It’s been 18 months since Shelby County Schools had a chief academic officer and leaders say the search is still ongoing.

The chief academic officer is responsible for creating benchmark goals for schools, training and recruiting teachers and principals, and overseeing academic strategy. Now, Superintendent Dorsey Hopson said the district has interviewed about 12 people for the top academics job and is still searching.

When Heidi Ramirez announced her resignation in February 2017, Sharon Griffin took some — but not all — responsibilities of setting the academic agenda for Tennessee’s largest district. The search continued even as Griffin helped teachers transition to two curriculums meant to be more aligned to Tennessee’s new requirements for student learning. When Griffin left to lead the Achievement School District in May, another void in leadership formed.

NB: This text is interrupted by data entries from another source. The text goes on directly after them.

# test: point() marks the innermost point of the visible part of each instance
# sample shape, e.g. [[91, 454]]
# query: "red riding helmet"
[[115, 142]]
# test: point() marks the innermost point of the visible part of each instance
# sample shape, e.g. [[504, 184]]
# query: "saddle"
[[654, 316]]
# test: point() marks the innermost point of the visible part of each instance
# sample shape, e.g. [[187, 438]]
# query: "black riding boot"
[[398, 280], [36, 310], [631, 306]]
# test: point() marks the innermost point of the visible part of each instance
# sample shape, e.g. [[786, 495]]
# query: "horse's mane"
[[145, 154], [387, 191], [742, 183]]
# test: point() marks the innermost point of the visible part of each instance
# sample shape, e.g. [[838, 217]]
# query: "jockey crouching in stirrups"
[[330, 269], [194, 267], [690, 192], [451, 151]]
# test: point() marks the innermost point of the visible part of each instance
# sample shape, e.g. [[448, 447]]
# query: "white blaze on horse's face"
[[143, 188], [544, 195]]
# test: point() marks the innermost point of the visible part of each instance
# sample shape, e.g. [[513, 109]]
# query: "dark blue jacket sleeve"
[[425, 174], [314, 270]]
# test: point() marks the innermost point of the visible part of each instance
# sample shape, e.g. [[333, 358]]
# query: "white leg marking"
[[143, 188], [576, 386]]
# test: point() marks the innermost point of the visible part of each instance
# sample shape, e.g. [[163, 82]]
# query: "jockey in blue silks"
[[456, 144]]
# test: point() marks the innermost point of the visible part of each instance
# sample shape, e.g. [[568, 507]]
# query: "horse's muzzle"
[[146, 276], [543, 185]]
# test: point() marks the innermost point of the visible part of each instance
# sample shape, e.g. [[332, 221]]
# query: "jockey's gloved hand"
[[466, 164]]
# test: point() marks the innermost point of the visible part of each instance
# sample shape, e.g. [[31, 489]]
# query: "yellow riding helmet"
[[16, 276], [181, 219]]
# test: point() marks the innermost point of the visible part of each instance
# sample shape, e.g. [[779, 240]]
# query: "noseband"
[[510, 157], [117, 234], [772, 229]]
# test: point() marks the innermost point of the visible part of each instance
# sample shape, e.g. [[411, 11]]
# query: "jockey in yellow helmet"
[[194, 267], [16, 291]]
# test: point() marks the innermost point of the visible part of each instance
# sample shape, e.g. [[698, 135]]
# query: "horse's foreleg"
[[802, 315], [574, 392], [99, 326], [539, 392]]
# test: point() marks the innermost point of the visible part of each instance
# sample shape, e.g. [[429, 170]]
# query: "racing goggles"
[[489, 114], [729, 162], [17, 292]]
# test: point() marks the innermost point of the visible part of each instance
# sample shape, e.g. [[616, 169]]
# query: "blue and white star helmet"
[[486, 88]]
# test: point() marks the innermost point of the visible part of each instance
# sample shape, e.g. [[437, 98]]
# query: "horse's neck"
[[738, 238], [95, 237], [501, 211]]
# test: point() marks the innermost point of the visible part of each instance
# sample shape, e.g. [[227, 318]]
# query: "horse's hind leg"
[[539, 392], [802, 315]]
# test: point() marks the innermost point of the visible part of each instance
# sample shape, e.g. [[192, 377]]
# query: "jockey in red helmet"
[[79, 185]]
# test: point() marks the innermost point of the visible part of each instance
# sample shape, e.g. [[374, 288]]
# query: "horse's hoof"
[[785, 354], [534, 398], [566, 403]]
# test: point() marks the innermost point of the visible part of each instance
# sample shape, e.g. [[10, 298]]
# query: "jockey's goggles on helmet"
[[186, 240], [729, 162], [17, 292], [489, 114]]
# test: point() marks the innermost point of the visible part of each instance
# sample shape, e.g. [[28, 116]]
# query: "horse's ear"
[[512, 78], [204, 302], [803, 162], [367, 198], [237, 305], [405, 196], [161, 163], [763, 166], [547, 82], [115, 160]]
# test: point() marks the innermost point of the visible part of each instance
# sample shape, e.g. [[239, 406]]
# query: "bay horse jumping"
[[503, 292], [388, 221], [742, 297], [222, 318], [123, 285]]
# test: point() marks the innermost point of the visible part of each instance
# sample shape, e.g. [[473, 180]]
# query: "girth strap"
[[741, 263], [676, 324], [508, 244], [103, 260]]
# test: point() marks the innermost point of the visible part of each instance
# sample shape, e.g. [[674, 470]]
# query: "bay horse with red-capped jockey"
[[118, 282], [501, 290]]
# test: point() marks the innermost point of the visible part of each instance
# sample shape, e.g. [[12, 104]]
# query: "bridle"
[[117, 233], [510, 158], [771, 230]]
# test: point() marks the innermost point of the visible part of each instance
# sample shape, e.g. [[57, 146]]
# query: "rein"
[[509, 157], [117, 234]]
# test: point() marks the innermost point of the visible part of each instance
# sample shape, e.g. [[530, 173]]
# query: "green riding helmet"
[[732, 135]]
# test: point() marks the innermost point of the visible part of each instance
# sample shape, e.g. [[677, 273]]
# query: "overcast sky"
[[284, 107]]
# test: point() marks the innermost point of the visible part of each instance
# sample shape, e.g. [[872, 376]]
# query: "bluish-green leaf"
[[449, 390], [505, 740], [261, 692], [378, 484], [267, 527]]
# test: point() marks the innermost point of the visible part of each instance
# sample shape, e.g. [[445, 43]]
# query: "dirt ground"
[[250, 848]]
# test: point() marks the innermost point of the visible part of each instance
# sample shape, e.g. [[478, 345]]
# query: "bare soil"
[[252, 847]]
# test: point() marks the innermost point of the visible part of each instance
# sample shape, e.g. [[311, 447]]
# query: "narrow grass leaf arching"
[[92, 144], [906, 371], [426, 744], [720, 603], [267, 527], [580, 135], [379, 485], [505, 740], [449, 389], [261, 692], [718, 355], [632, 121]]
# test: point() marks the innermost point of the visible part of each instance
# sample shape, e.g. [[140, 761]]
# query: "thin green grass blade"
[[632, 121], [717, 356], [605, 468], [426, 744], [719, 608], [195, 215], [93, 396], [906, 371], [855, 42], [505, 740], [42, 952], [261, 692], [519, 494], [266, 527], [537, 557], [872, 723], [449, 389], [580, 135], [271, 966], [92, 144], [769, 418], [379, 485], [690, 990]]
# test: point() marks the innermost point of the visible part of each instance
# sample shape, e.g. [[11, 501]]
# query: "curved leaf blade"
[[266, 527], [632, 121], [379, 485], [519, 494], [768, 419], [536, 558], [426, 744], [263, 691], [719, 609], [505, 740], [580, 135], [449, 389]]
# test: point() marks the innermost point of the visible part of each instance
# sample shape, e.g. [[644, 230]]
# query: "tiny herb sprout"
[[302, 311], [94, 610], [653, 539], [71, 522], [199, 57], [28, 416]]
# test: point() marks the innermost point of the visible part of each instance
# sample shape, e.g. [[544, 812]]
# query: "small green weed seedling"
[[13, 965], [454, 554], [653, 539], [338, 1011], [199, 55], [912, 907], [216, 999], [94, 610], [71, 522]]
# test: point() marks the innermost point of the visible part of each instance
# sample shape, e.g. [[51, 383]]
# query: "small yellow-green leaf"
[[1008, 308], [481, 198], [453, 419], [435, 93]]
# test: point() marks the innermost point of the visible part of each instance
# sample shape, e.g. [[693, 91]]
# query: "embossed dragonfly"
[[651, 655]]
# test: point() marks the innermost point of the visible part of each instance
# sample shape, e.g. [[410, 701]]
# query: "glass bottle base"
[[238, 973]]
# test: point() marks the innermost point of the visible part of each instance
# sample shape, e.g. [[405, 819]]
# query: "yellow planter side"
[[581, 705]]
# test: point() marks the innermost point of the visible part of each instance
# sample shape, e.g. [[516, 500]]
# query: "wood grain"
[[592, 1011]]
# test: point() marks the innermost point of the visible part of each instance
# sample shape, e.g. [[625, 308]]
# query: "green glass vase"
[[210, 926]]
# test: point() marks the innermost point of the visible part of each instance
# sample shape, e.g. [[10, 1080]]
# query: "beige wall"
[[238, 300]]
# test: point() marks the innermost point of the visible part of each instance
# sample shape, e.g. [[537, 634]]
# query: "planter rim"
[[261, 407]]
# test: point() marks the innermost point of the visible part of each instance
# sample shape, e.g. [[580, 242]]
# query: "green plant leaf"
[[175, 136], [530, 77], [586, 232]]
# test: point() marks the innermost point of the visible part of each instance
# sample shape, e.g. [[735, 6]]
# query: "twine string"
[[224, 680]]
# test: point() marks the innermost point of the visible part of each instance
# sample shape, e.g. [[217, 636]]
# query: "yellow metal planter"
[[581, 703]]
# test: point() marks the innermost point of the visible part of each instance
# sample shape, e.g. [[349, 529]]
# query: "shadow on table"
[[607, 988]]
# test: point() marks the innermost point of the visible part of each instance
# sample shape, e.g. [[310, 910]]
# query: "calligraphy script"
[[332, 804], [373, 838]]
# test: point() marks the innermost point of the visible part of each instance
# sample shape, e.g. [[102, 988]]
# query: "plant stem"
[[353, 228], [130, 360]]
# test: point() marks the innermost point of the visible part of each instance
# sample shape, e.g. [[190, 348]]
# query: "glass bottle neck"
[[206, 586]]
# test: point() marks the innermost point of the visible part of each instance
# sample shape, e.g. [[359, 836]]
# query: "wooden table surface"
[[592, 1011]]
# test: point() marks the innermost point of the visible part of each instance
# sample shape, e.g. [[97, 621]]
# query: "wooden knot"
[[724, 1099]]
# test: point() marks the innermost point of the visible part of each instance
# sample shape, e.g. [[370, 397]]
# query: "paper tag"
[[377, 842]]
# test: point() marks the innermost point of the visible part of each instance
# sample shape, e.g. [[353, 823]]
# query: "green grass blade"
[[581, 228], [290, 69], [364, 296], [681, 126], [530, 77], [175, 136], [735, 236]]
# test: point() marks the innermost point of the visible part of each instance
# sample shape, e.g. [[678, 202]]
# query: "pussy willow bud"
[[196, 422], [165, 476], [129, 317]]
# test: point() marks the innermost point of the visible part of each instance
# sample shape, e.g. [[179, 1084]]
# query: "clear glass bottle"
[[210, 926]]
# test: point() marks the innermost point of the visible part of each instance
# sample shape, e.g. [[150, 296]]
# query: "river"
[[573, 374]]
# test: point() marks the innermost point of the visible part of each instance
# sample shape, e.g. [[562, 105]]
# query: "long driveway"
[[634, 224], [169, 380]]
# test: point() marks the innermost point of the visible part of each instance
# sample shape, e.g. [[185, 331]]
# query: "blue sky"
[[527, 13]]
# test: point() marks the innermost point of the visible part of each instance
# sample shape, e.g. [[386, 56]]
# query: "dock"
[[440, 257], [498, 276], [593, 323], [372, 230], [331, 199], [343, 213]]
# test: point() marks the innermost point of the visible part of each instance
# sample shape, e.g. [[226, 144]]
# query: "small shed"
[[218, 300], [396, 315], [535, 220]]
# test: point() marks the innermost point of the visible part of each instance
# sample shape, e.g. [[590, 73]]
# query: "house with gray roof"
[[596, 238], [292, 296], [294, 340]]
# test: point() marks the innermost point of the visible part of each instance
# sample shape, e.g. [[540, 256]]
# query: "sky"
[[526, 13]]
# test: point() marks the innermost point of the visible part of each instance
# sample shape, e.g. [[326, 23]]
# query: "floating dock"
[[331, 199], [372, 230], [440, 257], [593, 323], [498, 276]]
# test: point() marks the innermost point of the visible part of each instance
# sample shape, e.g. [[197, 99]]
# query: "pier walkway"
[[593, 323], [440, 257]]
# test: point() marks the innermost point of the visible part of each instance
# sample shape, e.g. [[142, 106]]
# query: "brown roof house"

Superintendent Dorsey Hopson speaks to reporters on the first day of school Monday at American Way Middle School.
PHOTO CREDIT: Laura Faith Kebede/Chalkbeat

“It’s got to be somebody obviously who knows and understands teaching and learning very deeply, understands the impact of these academic standards, but is also going to be able to inspire and motivate principals and people at the district,” Hopson, an attorney, said Monday.

In the meantime, Angela Whitelaw, interim chief of schools, Joris Ray, assistant superintendent for academic operations, and Antonio Burt, assistant superintendent for the district’s lowest performing schools, have been filling in the gaps, Hopson said.

They have their work cut out for them. The district made significant gains in early literacy this year, but is still far from its goal for 2025 to have 90 percent of third-graders reading on grade level. The team is also working to revise and refine the academic plan to help Shelby County Schools reach those goals.

The Memphis district has been the epicenter of Tennessee’s school improvement efforts since 2012, when 69 of the 83 worst-performing schools in the state were located in the city. Since then, the Innovation Zone, a local initiative to improve schools with state funding, continues to outpace the state-run district, which has relied on privately managed charter organizations to turn around schools.

Getting the right person to carry on that work will be vital to the district’s future.

“The search is ongoing. I hope to have some announcements soon but we’re not going to rush it,” Hopson said.